A Funny Anecdote

Because I can’t be miserable 100% of the time.

So after surgery, as I mentioned, I had a catheter in. I’ve had catheters before but for some reason this one was particularly irritating and made me feel the urge to pee nonstop, which is very unpleasant! If you’re not familiar with a catheter, God bless. It’s a rubber tube that goes through your urethra up into your bladder to drain your pee so you don’t have to go to the toilet. It is especially helpful after a surgery like this because apparently some people have difficulty voiding their bladders after genital surgery because of the swelling.

In order to be discharged, they needed to reverse fill the catheter with 300ccs of saline, remove the catheter, and I then had to pass at least 100ccs of saline back out to prove my bladder was good to go. As a side note, Google informs me that the average human bladder maxes out between 300 and 550ccs of fluid.

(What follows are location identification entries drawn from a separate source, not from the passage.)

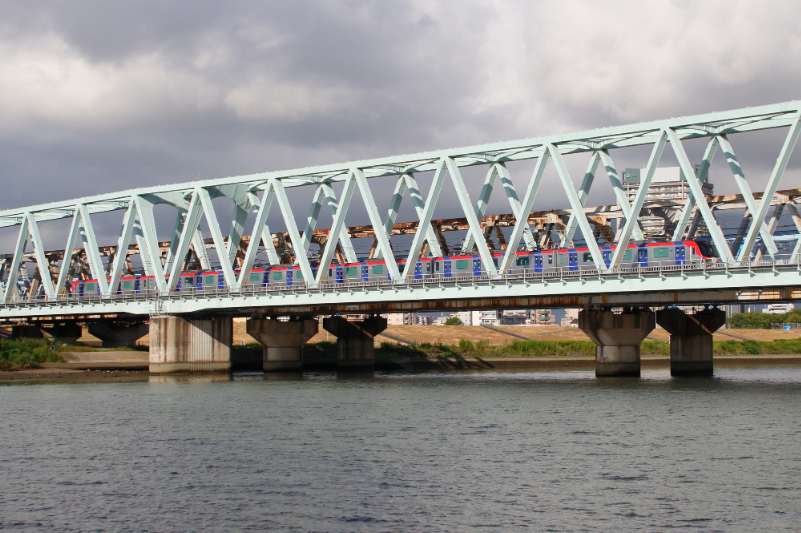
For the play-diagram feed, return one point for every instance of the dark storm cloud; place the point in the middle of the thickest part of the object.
(100, 96)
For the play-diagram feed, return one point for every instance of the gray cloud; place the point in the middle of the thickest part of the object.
(98, 96)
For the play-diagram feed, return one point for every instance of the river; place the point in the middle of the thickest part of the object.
(484, 451)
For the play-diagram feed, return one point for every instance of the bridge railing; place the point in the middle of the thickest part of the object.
(559, 273)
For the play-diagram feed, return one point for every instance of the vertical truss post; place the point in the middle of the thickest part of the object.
(620, 194)
(797, 221)
(774, 223)
(258, 229)
(375, 220)
(190, 225)
(695, 188)
(41, 259)
(639, 199)
(473, 221)
(745, 190)
(66, 262)
(147, 237)
(425, 219)
(521, 215)
(584, 192)
(216, 235)
(344, 237)
(578, 208)
(89, 240)
(121, 254)
(770, 188)
(514, 202)
(16, 262)
(291, 227)
(336, 228)
(241, 207)
(702, 176)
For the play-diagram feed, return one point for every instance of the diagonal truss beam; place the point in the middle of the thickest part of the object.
(770, 188)
(700, 200)
(639, 198)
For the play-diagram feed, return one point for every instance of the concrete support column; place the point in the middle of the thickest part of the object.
(116, 335)
(691, 339)
(355, 345)
(63, 332)
(179, 344)
(618, 338)
(282, 342)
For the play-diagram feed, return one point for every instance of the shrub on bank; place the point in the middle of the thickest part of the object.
(27, 353)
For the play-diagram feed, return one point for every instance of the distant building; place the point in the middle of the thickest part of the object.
(571, 318)
(400, 319)
(668, 186)
(778, 309)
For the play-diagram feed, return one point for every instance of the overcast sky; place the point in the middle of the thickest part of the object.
(99, 96)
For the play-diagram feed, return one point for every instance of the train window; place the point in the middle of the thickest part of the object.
(661, 252)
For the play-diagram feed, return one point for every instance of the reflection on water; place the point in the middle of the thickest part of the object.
(447, 451)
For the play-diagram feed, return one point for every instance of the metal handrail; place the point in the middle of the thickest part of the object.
(559, 273)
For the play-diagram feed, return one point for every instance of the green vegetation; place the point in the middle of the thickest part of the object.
(763, 320)
(27, 353)
(482, 349)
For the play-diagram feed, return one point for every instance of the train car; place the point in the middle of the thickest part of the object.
(258, 277)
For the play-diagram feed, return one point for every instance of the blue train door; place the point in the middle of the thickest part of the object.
(680, 251)
(642, 256)
(607, 254)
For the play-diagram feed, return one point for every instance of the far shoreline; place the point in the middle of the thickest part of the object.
(66, 373)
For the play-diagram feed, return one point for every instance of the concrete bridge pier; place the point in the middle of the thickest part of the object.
(64, 332)
(355, 344)
(282, 342)
(617, 338)
(691, 345)
(189, 344)
(116, 335)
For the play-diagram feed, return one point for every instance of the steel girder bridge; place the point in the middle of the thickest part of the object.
(748, 269)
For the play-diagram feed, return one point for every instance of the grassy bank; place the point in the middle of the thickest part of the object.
(548, 348)
(27, 353)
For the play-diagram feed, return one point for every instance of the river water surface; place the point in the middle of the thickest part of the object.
(538, 451)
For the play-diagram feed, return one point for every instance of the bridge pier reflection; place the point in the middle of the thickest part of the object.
(355, 344)
(282, 341)
(617, 338)
(691, 345)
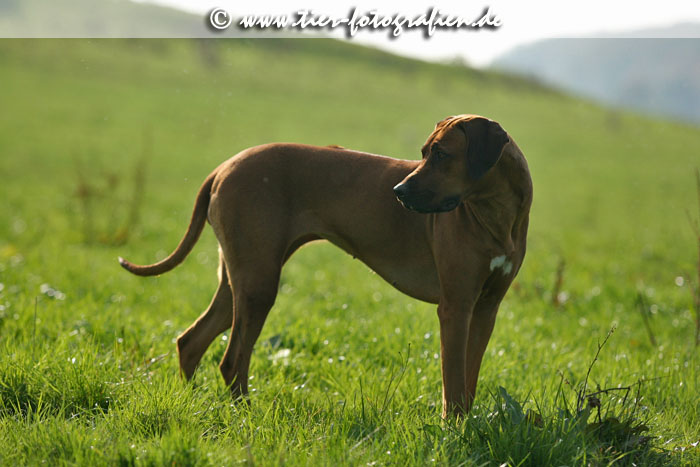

The nurse was wonderful but as soon as she started I was like, “Okay my bladder is already full, this is not going to work.” I had been telling everyone my bladder felt super full but they’d all checked the catheter and been like, “Everything is working fine!” so I assumed I was just being a weenie. But again – I’ve had catheters before and never felt the urgency I did this time.

So she keeps filling. One huge syringe… I’m wincing. TWOOOO huge syringes… I’m squirming. THREEEEEEEE HUGE SYRINGES… I was like, lady, you best stand clear when you remove the catheter because I am bolting for the bathroom. She finally finished and was off like a shot. Ran to the toilet and started peeing in the hat (that’s the creative name they use for the urine collection device in the toilet, because it looks like – you guessed it – a hat).

After 30 seconds or so she asked, “Are you doing okay in there?” “Yes,” I replied, “Still peeing!”

When I finished and triumphantly left the bathroom I had almost filled the hat. SIX HUNDRED CCS OF FLUID. Double what she had put into me and 50ccs over the supposed “maximum” a human bladder can hold! Within the hour I was back in the bathroom peeing another 300ccs!


  1. Something was definitely up with my catheter.
  2. I am a champion pee-er.
  3. I would like my extraordinary bladder control and capacity acknowledged and rewarded. Thank you.